Сколько слов о добром и вечном сыпалось вокруг меня; сеялись семена; я ими был засыпан. Среди кого я рос? У кого сидел на коленях? У Максима Ковалевского: сидел, и поражался мягкостью его живота; и я игрывал... под животом Янжула; Жуковский, Павлов, Усов, Стороженко, Анучин, Веселовский, Иванюков, Троицкий, Грот, Умов, Горожанкин, Зернов и прочие, прочие, прочие из стаи славной роились вокруг меня; не быт, а - "кладовая" с семенными мешками; но я, будучи "Боренькой", никак не мог развязать этих туго набитых семенами мешков; и весь перемазался пылью, их покрывающей; и эта пыль - быт квартир, в которых держались мешки с семенами; пыль была ужасна; "Танечке" на расстоянии подавалась горсточка зернышек; поживи она в кладовых, где держалось зерно, она, вероятно, не осталась бы... "Танечкой".

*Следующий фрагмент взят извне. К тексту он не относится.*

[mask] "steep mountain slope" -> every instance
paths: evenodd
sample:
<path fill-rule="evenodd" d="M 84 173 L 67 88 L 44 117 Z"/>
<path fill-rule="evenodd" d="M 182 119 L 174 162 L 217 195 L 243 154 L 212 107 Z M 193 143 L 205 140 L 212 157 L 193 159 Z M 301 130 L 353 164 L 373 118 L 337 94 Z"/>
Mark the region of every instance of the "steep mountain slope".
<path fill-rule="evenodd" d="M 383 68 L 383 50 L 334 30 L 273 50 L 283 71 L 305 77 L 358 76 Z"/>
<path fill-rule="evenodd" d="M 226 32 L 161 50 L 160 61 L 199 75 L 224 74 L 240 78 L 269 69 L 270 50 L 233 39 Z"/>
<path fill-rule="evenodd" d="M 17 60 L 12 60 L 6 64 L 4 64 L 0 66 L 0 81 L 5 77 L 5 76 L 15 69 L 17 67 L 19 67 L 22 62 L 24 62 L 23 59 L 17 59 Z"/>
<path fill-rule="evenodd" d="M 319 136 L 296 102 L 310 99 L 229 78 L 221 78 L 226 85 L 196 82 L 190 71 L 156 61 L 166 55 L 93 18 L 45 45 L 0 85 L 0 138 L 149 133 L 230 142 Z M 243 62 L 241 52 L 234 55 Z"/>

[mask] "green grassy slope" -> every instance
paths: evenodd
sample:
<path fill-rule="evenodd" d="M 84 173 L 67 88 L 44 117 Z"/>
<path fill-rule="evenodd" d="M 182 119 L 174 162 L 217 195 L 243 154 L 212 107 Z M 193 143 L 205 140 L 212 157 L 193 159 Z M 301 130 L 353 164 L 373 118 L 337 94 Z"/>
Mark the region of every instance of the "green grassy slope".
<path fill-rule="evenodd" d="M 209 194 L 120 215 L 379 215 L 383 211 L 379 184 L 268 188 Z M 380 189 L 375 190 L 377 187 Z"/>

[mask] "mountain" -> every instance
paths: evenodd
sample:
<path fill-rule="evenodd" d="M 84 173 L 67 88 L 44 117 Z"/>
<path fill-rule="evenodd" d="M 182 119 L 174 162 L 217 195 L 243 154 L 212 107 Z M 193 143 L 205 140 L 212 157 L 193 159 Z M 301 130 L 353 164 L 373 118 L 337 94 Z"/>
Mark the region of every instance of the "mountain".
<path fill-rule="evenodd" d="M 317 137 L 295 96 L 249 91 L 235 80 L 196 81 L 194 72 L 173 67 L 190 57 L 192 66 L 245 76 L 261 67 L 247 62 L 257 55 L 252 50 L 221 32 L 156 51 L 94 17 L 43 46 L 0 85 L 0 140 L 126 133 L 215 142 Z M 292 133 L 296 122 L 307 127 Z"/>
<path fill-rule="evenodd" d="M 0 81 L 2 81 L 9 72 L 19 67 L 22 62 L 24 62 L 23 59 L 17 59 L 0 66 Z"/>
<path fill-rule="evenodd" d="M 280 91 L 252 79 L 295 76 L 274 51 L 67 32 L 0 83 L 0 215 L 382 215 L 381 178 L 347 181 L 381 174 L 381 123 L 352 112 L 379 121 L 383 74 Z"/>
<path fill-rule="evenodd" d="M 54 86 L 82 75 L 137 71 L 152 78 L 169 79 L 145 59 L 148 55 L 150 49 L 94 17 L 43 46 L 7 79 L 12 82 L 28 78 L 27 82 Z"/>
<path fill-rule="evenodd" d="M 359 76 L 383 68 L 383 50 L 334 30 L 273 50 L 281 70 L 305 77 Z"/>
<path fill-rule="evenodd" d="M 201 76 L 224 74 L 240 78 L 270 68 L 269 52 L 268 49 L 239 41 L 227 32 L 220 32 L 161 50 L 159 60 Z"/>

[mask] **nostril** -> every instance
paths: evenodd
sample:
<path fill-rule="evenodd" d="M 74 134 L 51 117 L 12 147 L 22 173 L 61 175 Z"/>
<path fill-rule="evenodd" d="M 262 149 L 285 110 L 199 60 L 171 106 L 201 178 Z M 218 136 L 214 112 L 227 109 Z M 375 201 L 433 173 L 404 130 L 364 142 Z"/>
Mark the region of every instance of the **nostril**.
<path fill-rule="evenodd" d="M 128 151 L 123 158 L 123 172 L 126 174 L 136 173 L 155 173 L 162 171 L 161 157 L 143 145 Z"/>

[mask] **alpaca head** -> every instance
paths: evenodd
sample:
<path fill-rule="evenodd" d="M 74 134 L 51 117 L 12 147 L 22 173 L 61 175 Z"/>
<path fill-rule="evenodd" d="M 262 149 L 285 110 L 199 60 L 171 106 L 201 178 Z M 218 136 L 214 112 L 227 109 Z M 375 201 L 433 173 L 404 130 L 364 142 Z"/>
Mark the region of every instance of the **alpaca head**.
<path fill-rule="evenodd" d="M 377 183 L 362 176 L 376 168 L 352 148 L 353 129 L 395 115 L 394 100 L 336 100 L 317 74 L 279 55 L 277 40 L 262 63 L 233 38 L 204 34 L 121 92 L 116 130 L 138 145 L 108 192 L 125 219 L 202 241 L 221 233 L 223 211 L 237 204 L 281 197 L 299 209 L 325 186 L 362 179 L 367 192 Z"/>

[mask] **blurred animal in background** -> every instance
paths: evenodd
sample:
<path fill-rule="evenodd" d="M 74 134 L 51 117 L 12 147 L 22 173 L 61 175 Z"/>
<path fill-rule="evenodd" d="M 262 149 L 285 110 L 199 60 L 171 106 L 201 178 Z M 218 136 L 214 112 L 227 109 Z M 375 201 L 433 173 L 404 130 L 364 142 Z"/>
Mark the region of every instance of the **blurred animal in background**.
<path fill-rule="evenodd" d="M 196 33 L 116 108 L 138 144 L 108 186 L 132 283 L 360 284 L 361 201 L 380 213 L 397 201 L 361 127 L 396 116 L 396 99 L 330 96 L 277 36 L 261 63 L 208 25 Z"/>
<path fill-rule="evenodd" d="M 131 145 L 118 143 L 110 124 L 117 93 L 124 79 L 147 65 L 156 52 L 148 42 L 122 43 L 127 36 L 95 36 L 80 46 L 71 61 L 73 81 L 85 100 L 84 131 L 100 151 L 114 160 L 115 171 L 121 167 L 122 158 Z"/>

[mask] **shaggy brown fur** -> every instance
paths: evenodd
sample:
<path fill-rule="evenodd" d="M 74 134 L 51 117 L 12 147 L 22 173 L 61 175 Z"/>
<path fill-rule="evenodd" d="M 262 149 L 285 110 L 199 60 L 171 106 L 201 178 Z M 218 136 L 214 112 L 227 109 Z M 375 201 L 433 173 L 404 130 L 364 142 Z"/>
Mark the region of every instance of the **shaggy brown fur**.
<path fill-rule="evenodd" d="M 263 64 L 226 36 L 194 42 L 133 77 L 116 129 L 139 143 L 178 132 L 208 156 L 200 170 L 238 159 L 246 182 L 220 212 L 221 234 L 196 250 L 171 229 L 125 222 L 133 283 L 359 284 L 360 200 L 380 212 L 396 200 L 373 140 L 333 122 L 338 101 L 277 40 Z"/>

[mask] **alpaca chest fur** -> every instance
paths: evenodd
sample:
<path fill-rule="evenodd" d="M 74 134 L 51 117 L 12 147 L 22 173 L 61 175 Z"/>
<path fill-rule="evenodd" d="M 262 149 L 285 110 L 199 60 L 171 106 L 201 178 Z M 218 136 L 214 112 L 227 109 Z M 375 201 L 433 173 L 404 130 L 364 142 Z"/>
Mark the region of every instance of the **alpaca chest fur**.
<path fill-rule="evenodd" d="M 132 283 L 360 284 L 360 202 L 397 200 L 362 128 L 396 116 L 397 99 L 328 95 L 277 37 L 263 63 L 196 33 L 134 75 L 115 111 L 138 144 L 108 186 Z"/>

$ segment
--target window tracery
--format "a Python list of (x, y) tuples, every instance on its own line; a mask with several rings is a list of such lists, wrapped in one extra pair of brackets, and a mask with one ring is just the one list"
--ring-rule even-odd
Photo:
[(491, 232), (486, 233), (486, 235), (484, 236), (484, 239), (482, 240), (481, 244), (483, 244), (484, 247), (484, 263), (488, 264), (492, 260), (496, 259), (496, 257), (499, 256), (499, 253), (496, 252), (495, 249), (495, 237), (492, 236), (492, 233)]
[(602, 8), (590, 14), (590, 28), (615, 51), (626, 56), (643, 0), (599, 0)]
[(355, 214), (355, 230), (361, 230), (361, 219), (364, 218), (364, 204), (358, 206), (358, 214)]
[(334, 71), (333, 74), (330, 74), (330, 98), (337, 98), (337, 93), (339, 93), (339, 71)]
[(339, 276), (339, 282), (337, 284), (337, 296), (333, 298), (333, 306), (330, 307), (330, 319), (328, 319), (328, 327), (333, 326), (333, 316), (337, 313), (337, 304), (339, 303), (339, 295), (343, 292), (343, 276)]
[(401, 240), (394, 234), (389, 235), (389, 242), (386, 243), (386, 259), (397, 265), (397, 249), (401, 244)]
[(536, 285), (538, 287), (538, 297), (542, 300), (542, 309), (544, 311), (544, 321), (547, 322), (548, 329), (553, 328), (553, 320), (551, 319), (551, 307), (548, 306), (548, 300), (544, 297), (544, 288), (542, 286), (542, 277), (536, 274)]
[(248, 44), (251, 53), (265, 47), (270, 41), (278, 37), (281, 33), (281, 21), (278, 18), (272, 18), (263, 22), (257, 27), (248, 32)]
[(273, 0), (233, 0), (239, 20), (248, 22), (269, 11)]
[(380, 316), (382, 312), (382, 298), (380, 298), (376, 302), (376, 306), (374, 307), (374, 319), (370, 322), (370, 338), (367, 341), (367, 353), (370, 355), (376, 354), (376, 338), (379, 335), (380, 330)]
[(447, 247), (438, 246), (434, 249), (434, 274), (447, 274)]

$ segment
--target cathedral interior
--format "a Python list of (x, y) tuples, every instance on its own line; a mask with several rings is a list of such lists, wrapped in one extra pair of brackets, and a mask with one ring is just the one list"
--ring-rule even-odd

В недрах этих кладовых и был врублен в меня рубеж Двух столетий, проведший грань между Танечкой, которую увел... от начала века Виктор Александрович Гольцев, и мною, без Виктора Александровича, под кривою улыбкою Виктора Александровича, этот рубеж переступившим. Скажу заранее: 1901 год, первый год новой эры, встречали, как новый, весьма немногие; для нас с Блоком он открыл эру зари, то есть радостного ожидания, ожидания размаха событий; большинство встретили этот год обычным аллегорическим завитком пожелания новогоднего счастья; щелкнула ровно в двенадцать бутылка шампанского; и - все; чего же еще?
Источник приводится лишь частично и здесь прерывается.